THE parents of a baby who died at just 56 minutes old say theywere let down by medical staff.

Gemma and David Wood, of Hayes Close, Canvey, spoke out after an inquest into the death of Harrison Wood at Southend Hospital. Harrison was born healthy at the hospital on February 1, 2012.

A Chelmsford inquest yesterday heard a post mortem found Harrison died from natural causes, after contracting congenital pneumonia.

Mr and Mrs Wood say the hospital failed in its duty of care as MrsWood had to wait four hours to be assessed, even though she was dehydrated.

Speaking after coroner Caroline Beasley-Murray ruled Harrison died of natural causes, Mr Wood, 28, said: “The whole time we were trying to get someone to notice. It was our first baby. We didn’t know what was normal. There was no duty of care to Gemma as the mother.

“When she was dehydrated all they did was offer her tea and toast.

“We went to Basildon Hospital for our other children and it has been fantastic.”

MrsWood, 27, said: “We felt let down.

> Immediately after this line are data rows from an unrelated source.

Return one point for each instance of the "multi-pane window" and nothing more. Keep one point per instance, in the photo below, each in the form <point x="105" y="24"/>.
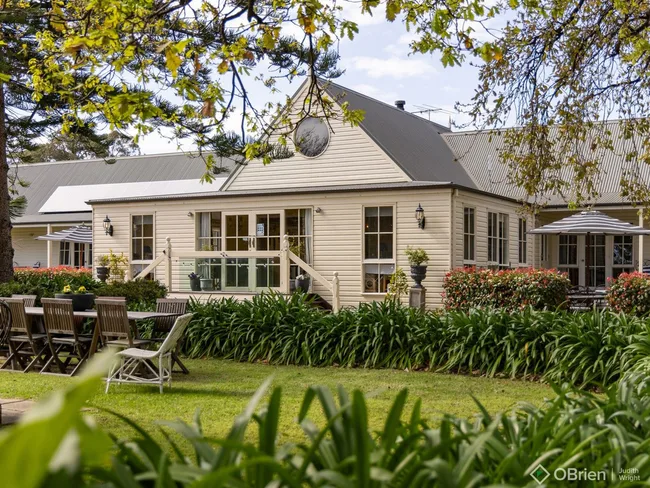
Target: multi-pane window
<point x="142" y="247"/>
<point x="378" y="245"/>
<point x="469" y="235"/>
<point x="568" y="257"/>
<point x="523" y="241"/>
<point x="623" y="258"/>
<point x="64" y="253"/>
<point x="498" y="239"/>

All we’ve had is one meeting with the complaints department.

I had a bereavement midwife and I couldn’t fault her care but she wasn’t able to explain to me what had happened.

“To go from such a high – I held him for a minute and then the colour started to drain from him and they took him away.”

The inquest heard Mrs Wood showed signs of dehydration after being admitted on January 31, 2012 at around 12.30pm. She was classed as low-risk and doctors were called to emergency deliveries, but by 5.30pm she had a high temperature and labour was progressing.

Mr Wood said his wife was not reviewed until 10.30pm. An independent consultant, Mr Malcolm Griffiths, told the inquest Mrs Wood should have been prescribed antibiotics when her temperature flared up an hour before Harrison was born.

He added that it “was daft” for medics to stop using a hormone to induce labour to wait for Mrs Wood’s temperature to go down.

The inquest heard the hospital had launched an investigation after Harrison’s death, but the coroner criticised the trust.

Mrs Beasley-Murray said the hospital was wrong for not talking through its investigation with Mr and Mrs Wood.

She said: “What I think is really sad, is the family’s perception that the hospital was not supportive and didn’t give as much assistance as they needed.”

The hospital has put a new action plan into place and says it has issued newsletters and guidance to staff after Harrison’s death.

Cheryl Schwarz, the hospital’s acting chief nurse, said: “The trust is very sorry for the tragic death of Harrison, and extends its sincere condolences to the family for their loss. We always look to improve patient care and have sought to learn lessons from this sad case.”

HARRISON’S family say they hope to raise awareness of an unusual infection.

It was suspected Harrison, as well as suffering from congenital pneumonia, may have become infected with group b streptococcus (GBS) – a bacteria thought to be carried by one in four women.

The fast-acting infectionalthough usually harmless, can be passed from mother to newborn baby. Doctors in the UK rarely screen for the bacteria, but in the US, Australia, Canada and 19 other countries pregnant women are tested for it.

Pathologist Dr Irene Scheinberg, who carried out the postmortem, said: “I think the infection was actually present for some hours. There are cases where mothers don’t even have a temperature. It could have been there for a couple of hours.” The Woods have gone on to have two other children, a 19-month-old daughter and a seven- week old son with no evidence of GBS ever found in Mrs Wood or the children.

But the family have since raised more than £1,000 for Group B Strep Support after turning to the charity for advice after Harrison died.